Graph Classification
Unsupervised (Table 3 freeze)
bash scripts/generate.sh <gpu> <load_path> imdb-binary imdb-multi collab rdt-b rdt-5k
bash scripts/graph_classification/ours.sh <load_path> <hidden_size> imdb-binary imdb-multi collab rdt-b rdt-5k
Supervised (Table 3 full)
bash scripts/finetune.sh <load_path> <gpu> imdb-binary
Similarity Search (Table 4)
Run baseline (graphwave) on multiple datasets with bash scripts/similarity_search/baseline.sh <hidden_size> graphwave kdd_icdm sigir_cikm sigmod_icde
.
Run GCC:
bash scripts/generate.sh <gpu> <load_path> kdd icdm sigir cikm sigmod icde
bash scripts/similarity_search/ours.sh <load_path> <hidden_size> kdd_icdm sigir_cikm sigmod_icde
❗ Common Issues
"XXX file not found" when running pretraining/downstream tasks.
Please make sure you've downloaded the pretraining dataset or downstream task datasets according to GETTING_STARTED.md.

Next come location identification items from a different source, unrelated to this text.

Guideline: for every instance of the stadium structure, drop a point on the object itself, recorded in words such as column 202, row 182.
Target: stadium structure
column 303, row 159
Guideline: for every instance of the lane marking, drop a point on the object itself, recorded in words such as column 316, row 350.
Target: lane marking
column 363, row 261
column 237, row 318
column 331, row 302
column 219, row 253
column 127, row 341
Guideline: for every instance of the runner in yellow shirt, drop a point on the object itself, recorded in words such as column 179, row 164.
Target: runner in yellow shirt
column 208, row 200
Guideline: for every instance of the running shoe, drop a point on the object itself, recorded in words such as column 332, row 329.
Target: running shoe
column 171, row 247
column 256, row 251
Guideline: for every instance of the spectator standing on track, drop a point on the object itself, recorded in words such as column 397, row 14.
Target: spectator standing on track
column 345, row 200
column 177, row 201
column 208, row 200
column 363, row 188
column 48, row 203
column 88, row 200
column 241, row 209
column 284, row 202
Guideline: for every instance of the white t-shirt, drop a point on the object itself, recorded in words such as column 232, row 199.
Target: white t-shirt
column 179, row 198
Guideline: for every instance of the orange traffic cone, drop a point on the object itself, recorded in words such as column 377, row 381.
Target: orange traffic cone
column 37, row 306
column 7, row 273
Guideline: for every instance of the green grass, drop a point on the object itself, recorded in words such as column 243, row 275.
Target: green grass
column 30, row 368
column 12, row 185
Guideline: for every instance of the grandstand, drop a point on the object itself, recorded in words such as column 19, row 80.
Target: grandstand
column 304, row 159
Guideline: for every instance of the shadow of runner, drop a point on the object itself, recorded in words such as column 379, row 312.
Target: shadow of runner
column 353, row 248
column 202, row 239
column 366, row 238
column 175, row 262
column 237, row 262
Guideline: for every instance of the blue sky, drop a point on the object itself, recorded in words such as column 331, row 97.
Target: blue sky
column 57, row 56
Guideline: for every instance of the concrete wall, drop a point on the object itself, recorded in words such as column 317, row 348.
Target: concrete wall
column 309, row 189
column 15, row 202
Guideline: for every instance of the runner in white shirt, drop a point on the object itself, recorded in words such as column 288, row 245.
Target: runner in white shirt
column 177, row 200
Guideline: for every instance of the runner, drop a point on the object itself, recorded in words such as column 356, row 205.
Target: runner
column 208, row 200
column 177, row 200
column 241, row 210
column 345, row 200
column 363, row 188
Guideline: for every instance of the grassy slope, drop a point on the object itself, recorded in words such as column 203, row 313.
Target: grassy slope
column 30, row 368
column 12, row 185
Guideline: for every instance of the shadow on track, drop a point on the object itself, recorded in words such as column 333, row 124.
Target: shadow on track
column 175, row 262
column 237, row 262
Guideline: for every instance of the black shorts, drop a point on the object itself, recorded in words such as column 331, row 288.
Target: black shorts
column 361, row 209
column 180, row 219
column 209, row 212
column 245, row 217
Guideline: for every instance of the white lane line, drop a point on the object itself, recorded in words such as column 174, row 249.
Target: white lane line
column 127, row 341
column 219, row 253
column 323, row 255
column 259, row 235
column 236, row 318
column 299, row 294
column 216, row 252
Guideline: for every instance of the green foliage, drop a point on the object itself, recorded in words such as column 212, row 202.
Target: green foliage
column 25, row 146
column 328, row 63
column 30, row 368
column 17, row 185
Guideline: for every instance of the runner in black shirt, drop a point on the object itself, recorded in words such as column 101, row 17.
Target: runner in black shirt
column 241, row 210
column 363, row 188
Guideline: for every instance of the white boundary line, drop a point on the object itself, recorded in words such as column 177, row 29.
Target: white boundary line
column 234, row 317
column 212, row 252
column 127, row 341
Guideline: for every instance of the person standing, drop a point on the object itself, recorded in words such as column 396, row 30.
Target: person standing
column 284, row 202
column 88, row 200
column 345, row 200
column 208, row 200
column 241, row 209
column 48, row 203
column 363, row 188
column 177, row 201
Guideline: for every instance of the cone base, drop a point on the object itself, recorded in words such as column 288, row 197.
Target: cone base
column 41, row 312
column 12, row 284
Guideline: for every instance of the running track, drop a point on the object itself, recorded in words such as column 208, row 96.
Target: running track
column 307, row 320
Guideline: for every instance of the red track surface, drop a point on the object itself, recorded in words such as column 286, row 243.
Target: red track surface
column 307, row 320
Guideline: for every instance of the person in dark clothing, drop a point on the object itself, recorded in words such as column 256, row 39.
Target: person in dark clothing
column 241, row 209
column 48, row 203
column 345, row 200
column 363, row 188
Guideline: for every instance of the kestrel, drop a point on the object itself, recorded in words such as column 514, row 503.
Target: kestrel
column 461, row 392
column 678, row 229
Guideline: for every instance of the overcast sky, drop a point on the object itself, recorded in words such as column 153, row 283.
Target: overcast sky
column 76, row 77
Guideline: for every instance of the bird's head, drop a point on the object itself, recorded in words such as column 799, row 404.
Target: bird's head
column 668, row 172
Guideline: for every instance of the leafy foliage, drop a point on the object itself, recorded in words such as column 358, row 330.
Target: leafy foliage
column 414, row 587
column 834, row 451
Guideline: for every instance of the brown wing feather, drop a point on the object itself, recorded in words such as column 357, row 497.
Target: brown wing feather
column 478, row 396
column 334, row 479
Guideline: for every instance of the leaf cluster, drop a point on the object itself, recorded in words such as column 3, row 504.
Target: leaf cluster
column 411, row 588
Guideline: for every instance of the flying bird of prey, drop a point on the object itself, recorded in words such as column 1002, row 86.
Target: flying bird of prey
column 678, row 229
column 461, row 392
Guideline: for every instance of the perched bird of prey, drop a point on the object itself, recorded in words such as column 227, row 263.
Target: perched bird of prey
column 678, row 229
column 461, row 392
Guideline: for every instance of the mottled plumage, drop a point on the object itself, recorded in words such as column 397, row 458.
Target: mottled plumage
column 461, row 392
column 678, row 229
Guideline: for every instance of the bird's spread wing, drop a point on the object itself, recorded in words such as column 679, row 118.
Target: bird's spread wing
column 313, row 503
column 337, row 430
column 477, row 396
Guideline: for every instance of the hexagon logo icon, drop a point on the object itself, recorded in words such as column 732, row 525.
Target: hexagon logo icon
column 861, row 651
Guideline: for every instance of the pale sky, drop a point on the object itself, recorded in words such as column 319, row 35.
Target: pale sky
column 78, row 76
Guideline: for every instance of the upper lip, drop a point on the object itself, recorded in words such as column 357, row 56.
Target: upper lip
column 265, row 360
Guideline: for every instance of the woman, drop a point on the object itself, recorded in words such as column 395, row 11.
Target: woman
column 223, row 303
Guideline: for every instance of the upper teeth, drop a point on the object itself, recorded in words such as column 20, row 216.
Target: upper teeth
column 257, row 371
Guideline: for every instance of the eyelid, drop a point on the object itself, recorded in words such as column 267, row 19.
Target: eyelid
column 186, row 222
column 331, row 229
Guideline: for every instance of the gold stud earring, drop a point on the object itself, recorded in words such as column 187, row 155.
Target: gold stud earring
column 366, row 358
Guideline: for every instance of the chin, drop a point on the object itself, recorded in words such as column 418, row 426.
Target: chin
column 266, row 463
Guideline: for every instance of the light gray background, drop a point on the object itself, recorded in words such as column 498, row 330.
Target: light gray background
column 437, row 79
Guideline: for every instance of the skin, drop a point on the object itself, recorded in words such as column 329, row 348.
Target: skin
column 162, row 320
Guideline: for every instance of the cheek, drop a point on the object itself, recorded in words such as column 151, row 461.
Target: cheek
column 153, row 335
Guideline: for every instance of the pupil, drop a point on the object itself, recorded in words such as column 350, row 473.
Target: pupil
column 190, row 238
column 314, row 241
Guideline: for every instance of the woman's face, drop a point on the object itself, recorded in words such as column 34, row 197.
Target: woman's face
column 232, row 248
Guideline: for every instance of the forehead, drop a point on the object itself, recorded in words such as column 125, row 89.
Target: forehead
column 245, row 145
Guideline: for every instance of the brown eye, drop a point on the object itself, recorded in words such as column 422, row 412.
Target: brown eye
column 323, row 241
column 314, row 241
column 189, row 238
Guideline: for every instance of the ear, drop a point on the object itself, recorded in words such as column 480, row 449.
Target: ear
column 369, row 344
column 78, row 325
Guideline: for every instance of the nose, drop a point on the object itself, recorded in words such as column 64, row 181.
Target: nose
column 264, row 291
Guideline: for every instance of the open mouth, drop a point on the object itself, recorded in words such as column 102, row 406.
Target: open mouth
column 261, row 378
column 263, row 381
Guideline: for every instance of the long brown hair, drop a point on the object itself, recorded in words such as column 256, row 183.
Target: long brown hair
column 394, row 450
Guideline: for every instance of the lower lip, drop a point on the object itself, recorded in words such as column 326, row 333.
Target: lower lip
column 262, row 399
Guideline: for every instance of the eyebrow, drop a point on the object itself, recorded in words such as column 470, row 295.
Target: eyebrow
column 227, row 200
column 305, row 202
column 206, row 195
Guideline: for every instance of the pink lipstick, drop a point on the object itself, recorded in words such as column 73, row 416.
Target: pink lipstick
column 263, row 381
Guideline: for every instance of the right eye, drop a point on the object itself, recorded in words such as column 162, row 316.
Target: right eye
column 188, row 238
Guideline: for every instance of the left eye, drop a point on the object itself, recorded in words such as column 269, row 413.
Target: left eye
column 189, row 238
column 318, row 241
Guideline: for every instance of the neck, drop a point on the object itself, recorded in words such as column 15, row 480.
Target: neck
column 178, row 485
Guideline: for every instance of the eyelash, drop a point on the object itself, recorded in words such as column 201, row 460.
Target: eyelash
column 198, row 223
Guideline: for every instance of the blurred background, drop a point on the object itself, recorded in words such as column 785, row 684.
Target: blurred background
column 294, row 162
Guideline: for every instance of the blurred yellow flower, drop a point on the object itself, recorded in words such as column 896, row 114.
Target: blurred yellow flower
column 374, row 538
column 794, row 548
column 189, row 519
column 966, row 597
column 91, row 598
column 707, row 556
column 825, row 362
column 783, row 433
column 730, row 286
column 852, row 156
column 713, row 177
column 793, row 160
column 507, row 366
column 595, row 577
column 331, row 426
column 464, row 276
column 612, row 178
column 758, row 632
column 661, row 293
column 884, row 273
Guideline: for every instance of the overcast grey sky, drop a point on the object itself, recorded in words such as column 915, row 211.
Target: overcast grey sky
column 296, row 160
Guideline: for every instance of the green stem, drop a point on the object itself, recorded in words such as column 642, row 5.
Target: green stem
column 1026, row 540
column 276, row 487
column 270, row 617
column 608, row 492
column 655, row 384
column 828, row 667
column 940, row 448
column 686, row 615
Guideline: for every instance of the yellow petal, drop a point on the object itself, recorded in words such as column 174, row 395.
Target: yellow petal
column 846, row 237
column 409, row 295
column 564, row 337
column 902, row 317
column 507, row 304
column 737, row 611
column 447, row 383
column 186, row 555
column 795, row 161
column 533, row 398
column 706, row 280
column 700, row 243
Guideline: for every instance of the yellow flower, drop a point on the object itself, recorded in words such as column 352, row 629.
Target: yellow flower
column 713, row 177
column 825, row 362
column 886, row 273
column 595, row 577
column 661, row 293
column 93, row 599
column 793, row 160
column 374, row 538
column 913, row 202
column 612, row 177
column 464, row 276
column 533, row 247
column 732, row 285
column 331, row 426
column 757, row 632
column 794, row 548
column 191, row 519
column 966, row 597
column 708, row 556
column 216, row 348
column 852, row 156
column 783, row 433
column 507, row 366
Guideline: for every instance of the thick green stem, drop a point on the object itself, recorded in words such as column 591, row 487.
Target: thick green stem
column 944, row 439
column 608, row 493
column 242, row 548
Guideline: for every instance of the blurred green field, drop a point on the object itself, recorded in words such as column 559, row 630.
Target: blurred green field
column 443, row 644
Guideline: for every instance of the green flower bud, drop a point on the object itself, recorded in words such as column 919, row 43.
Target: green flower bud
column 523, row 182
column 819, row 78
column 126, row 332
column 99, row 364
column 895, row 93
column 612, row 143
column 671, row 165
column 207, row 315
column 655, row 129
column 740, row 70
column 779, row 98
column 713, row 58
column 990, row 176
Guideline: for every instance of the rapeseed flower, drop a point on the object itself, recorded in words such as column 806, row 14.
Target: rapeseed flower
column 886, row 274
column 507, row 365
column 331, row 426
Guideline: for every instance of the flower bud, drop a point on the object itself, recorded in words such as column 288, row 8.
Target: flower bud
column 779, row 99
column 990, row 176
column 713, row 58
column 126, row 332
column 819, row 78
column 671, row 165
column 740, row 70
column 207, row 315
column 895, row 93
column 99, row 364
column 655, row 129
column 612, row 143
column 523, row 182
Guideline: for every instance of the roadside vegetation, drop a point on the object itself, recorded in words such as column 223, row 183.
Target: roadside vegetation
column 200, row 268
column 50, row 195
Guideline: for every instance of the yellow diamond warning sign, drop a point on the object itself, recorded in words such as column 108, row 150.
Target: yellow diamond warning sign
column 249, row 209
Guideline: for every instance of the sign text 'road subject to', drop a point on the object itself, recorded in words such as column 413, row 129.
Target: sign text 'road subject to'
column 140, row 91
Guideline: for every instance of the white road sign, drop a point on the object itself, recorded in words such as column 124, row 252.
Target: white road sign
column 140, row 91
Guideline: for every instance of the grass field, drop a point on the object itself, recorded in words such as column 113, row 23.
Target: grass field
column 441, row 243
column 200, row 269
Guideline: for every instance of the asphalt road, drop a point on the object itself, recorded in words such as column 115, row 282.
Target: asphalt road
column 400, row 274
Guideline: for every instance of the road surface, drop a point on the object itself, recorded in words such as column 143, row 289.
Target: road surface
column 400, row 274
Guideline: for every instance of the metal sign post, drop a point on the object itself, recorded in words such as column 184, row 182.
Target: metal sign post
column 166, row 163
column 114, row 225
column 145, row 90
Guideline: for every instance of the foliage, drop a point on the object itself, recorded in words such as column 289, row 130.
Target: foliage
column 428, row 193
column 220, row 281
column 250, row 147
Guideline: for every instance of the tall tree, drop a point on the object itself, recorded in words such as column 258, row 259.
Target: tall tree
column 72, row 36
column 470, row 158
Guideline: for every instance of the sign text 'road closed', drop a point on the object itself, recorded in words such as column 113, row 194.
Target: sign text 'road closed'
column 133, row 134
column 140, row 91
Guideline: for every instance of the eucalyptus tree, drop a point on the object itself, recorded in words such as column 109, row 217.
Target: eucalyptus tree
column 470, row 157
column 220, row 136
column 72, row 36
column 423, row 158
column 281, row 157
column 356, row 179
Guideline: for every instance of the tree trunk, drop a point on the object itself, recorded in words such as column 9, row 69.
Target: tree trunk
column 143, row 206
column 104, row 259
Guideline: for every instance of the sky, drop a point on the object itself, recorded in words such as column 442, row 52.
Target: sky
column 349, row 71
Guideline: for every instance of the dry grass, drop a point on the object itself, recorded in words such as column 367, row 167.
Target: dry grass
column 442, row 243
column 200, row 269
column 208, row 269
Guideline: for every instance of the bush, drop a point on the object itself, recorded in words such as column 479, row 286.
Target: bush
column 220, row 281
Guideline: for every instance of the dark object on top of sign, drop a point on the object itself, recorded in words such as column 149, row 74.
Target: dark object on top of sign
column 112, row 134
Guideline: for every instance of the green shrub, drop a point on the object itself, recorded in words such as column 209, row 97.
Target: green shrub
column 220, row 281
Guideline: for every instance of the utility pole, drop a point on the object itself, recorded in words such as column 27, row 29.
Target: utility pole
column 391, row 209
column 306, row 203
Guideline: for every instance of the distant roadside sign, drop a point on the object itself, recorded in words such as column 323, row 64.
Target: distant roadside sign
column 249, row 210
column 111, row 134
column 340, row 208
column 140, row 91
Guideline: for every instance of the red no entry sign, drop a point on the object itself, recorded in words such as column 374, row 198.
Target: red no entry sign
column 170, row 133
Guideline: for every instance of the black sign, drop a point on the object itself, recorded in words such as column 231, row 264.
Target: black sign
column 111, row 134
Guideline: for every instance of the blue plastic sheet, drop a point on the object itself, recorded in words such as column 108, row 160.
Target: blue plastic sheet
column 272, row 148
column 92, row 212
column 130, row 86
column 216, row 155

Server crashes/hangs after launching pretraining experiments.
In addition to GPU, our pretraining stage requires a lot of computation resources, including CPU and RAM. If this happens, it usually means the CPU/RAM is exhausted on your machine. You can decrease `--num-workers` (number of dataloaders using CPU) and `--num-copies` (number of datasets copies residing in RAM). With the lowest profile, try `--num-workers 1 --num-copies 1`.
If this still fails, please upgrade your machine :). In the meanwhile, you can still download our pretrained model and evaluate it on downstream tasks.
Citing GCC
If you use GCC in your research or wish to refer to the baseline results, please use the following BibTeX.
@article{qiu2020gcc,
title={GCC: Graph Contrastive Coding for Graph Neural Network Pre-Training},
author={Qiu, Jiezhong and Chen, Qibin and Dong, Yuxiao and Zhang, Jing and Yang, Hongxia and Ding, Ming and Wang, Kuansan and Tang, Jie},
journal={arXiv preprint arXiv:2006.09963},
year={2020}
}
Acknowledgements
Part of this code is inspired by Yonglong Tian et al.'s CMC: Contrastive Multiview Coding.